By: David Warmflash
Lysergic acid diethylamide (LSD) and psilocybin (found in “magic mushrooms”) are currently Schedule 1 drugs, meaning that they have abuse potential and are not considered useful clinically. But researchers actually have been uncovering potential uses for this category of agents, which are called hallucinogenics, because hallucination is one notable effect. These drugs show promise in treating cluster headaches in particular. Additionally, limited evidence suggests a possible role for these agents in treating depression.
Similar to a migraine, a cluster headache is a neurovascular condition where symptoms are related to changes in cerebral blood flow. Whereas migraines affect three times as many women as men, cluster headaches affect mostly men and are much less common overall (male 40 per 10,000; female 8 per 10,000). They strike in clusters; during a symptomatic period lasting days to months, the victim feels severe headaches wax and wane, then disappear until a new cluster period begins. The pain can be so bad that cluster headaches are also called “suicide headaches,” based on some cases of victims actually killing themselves to end the pain.
As with migraine headaches, 100 percent oxygen through a mask is a mainline treatment for an acute cluster headache attack. However, a Cochrane review of 11 studies encompassing 209 participants shows that hyperbaric oxygen therapy (HBOT) offers no benefit over sea level pressure oxygen (normobaric oxygen therapy ). Also similar to oxygen, triptan drugs such as sumatriptan (subcutaneous or intranasal) constitute a gold standard treatment. These are agonists of the 5HT1 serotonin receptor and like oxygen they’re useful in aborting an acute cluster headache attack, as is another commonly used drug called dihydroergotamine.
To prevent headache attacks during a cluster period, the standard treatment is corticosteroids (methylprednisone, methysergide), but there are substantial side effects, including muscle weakness, mood changes, bleeding and bruising, mood changes, ankle and facial swelling, dizziness and nausea, and osteoporosis. Other drugs such as verapamil, valproic acid, lithium, and topiramate, and valproic acid have been used for long-term prevention, but they often don’t work in many patients, plus these too can produce side effects. Another option is occipital nerve block, a procedure that has shown some promise for cluster headache patients according to a 2012 review, but the trial design has been criticized in terms of how patients were selected.

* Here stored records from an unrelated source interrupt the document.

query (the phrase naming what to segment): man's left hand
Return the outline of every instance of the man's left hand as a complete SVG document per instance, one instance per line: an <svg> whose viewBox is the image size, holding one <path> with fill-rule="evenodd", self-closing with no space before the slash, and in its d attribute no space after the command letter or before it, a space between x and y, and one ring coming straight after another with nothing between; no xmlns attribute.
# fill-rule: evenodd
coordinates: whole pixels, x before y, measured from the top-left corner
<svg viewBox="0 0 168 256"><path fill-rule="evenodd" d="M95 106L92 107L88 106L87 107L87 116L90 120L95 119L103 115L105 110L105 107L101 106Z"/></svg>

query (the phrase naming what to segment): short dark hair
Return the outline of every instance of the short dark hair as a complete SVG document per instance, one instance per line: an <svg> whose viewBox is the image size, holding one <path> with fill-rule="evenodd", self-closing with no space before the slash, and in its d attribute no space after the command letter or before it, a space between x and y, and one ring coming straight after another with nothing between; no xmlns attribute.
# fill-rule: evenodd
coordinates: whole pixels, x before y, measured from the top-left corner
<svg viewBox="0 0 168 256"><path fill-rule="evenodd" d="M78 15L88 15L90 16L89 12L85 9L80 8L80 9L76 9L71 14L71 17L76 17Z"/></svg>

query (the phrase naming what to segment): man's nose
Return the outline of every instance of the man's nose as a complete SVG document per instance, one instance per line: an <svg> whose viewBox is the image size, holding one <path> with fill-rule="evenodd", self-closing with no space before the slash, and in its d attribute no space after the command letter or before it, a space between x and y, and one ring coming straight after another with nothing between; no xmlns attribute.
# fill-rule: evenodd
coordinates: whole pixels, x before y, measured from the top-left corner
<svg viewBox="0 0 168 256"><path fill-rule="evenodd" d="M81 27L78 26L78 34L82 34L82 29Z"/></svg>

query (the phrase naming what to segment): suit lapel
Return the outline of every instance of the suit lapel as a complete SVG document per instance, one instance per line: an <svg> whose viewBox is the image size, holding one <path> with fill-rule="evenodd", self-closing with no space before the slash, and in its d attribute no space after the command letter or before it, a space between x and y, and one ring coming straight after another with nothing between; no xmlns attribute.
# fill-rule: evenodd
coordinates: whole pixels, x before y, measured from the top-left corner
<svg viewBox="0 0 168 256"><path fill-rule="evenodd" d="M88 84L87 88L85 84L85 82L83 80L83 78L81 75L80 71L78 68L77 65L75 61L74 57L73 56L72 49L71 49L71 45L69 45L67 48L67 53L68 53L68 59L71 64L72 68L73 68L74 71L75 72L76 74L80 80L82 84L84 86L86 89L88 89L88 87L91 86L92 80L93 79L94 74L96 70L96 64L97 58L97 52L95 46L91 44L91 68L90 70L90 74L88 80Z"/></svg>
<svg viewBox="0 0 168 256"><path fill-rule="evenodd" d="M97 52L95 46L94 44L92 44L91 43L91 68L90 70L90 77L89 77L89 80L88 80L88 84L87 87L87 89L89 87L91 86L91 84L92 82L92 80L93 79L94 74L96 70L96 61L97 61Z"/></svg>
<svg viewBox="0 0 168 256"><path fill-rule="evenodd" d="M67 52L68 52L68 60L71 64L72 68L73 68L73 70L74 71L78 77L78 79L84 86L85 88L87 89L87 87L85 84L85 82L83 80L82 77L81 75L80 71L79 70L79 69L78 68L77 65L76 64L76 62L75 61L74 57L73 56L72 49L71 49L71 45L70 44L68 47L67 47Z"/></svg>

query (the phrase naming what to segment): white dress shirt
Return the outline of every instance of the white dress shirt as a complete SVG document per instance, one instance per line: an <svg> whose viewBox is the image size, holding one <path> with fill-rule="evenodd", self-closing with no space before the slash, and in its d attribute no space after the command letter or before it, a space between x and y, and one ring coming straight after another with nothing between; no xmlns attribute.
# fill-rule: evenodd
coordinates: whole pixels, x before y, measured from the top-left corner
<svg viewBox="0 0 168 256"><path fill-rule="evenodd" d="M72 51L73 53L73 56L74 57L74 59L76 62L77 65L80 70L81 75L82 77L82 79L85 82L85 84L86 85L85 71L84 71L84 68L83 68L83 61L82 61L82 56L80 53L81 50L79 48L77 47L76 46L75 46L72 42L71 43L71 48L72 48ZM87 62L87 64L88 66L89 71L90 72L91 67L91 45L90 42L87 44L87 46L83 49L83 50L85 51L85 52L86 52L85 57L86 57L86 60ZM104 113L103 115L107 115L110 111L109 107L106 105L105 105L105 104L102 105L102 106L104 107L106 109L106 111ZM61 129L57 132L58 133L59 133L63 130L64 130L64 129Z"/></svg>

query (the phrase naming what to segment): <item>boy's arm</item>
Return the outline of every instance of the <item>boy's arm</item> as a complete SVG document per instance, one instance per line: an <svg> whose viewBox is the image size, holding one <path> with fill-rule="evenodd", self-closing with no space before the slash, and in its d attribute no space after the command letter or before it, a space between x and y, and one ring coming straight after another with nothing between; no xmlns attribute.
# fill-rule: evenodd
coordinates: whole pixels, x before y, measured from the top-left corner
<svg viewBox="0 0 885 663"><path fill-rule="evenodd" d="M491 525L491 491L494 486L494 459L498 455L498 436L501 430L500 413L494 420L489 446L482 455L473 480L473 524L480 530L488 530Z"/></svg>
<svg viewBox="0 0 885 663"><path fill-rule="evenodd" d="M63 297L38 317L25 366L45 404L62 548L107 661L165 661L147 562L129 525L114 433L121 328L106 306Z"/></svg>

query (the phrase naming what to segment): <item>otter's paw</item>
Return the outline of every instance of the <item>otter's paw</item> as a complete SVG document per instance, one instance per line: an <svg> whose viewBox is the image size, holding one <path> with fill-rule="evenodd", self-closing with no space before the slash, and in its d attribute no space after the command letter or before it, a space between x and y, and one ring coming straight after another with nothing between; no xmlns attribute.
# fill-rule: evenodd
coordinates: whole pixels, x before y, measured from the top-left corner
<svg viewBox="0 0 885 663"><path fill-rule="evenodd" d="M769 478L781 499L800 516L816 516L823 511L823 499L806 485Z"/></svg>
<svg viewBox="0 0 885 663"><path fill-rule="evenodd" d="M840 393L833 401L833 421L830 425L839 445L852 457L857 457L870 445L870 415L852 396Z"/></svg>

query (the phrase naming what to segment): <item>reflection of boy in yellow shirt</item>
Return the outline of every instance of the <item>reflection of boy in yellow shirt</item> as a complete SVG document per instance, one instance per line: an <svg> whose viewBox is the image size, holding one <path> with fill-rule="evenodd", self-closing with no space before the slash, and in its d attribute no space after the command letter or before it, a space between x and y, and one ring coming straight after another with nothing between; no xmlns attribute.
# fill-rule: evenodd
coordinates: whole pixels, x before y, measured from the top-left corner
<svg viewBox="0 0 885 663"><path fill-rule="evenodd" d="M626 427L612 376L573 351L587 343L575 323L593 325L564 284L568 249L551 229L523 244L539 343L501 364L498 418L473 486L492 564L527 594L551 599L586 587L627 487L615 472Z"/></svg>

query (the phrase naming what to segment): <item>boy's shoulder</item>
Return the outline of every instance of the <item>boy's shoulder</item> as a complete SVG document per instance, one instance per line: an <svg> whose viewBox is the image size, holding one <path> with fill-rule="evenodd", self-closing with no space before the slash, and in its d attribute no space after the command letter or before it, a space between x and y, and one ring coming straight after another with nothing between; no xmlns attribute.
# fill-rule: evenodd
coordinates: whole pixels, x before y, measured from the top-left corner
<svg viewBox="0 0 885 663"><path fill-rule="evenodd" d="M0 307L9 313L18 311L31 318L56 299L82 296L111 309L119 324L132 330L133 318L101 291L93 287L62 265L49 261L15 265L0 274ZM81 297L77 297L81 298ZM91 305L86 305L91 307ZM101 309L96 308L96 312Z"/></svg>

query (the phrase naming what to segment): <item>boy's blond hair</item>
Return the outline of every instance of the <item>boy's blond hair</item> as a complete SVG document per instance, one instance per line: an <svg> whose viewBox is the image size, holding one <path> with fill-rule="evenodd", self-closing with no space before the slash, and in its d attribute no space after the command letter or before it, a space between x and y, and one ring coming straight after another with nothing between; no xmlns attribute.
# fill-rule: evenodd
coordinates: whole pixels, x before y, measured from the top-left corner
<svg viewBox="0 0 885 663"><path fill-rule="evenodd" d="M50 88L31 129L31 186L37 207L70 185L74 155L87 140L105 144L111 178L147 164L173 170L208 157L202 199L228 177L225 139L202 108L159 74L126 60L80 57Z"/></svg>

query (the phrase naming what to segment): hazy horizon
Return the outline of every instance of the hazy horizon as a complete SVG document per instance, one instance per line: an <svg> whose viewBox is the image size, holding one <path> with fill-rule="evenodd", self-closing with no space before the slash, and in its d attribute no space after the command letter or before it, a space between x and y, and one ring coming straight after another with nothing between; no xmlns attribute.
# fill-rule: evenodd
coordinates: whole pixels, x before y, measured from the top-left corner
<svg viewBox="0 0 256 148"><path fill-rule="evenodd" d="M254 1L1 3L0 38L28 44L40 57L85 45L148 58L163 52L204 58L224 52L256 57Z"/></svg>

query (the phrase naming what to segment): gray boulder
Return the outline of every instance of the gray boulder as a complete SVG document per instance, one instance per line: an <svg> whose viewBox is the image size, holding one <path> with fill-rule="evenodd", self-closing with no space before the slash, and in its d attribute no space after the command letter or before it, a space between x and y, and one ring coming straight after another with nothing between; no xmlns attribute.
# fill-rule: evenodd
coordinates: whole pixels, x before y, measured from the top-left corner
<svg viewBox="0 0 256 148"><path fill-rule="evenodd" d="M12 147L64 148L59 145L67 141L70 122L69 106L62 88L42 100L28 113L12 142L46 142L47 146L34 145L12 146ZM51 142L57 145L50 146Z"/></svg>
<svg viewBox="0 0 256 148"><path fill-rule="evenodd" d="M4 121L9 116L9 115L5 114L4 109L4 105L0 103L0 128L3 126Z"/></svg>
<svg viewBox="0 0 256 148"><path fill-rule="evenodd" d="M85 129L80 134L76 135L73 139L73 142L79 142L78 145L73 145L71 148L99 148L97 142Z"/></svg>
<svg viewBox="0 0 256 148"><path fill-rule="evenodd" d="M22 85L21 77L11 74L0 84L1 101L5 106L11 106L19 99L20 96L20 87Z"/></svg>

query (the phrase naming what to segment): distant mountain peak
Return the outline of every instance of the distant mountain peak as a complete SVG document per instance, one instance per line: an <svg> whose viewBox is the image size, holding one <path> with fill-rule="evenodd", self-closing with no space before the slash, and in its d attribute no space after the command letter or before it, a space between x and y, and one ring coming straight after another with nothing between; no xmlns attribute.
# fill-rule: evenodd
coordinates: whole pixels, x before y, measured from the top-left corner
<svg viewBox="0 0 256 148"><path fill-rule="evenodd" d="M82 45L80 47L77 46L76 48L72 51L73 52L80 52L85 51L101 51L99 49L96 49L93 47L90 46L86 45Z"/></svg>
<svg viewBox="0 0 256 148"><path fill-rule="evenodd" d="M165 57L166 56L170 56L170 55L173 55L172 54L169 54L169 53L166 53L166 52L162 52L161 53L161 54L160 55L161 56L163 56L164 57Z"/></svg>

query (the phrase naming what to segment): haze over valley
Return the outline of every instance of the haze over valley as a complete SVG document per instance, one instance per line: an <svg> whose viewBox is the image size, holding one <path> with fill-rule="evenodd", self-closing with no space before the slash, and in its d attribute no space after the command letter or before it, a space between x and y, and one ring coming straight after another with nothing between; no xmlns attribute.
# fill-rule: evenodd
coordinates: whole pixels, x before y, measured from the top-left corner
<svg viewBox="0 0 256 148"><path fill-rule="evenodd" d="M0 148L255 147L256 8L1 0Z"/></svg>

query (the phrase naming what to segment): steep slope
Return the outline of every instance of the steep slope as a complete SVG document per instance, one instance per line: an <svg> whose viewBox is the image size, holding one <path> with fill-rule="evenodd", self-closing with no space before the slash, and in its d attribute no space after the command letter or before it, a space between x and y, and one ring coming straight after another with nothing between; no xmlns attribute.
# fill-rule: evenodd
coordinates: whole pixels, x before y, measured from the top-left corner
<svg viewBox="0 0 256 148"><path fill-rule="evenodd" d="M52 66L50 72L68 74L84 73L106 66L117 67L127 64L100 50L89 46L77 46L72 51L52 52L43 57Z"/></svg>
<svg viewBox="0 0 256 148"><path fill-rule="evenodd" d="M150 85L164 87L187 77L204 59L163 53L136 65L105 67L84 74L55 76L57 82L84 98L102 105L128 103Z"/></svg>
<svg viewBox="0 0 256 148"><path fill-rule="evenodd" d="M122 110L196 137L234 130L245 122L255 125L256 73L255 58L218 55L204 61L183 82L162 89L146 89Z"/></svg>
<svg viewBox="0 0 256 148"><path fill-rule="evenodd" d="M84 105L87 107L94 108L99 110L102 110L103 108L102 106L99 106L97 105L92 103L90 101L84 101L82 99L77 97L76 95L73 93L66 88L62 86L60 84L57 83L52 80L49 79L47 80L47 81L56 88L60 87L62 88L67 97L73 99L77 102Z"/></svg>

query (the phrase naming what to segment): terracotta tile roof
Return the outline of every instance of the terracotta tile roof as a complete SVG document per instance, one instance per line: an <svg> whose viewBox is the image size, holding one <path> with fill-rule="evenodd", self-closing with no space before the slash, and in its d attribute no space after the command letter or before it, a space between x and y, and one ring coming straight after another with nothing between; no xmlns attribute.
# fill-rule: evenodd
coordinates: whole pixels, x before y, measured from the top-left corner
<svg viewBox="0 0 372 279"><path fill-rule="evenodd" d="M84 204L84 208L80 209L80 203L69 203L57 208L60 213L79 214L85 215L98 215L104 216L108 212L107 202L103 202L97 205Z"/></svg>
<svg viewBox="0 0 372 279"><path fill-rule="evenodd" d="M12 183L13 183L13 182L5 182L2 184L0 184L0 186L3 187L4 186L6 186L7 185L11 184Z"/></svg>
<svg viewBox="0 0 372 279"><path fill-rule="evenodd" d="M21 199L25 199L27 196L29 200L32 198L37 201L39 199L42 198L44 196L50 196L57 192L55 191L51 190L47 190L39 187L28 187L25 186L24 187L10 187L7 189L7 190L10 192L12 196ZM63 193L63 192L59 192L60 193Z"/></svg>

Given the limitations in therapy, some cluster headache victims have used LSD and psilocybin as treatment over the last several decades. This led to a small retrospective study (53 patients) published in the Journal of Neurology in 2006 suggesting a slight effect of LSD and perhaps a greater effect for psilocybin in reducing headache duration and severity. It’s retrospective and patients knew what they were taking, so of course a placebo effect could have been substantial. However, the result does provide a rationale for conducting prospective studies.
Perhaps an even more encouraging was published in The Lancet this past year, showing psilocybin to be effective in alleviating symptoms and signs of depression. Conducted in the U.K. with only 12 patients, the study was even smaller than the cluster headache study described above, but all 12 patients showed improvement. According to the researchers, such a result was in no way dramatic, but it lays the groundwork for larger studies.
As in the U.S., however, U.K. laws classify hallucinogenic as not prescribable. Specifically the British drug category is Class A, which is equivalent to the U.S. Schedule 1. Thus, both here and across the pond, clinical utilization of these drugs would require a substantial policy shift.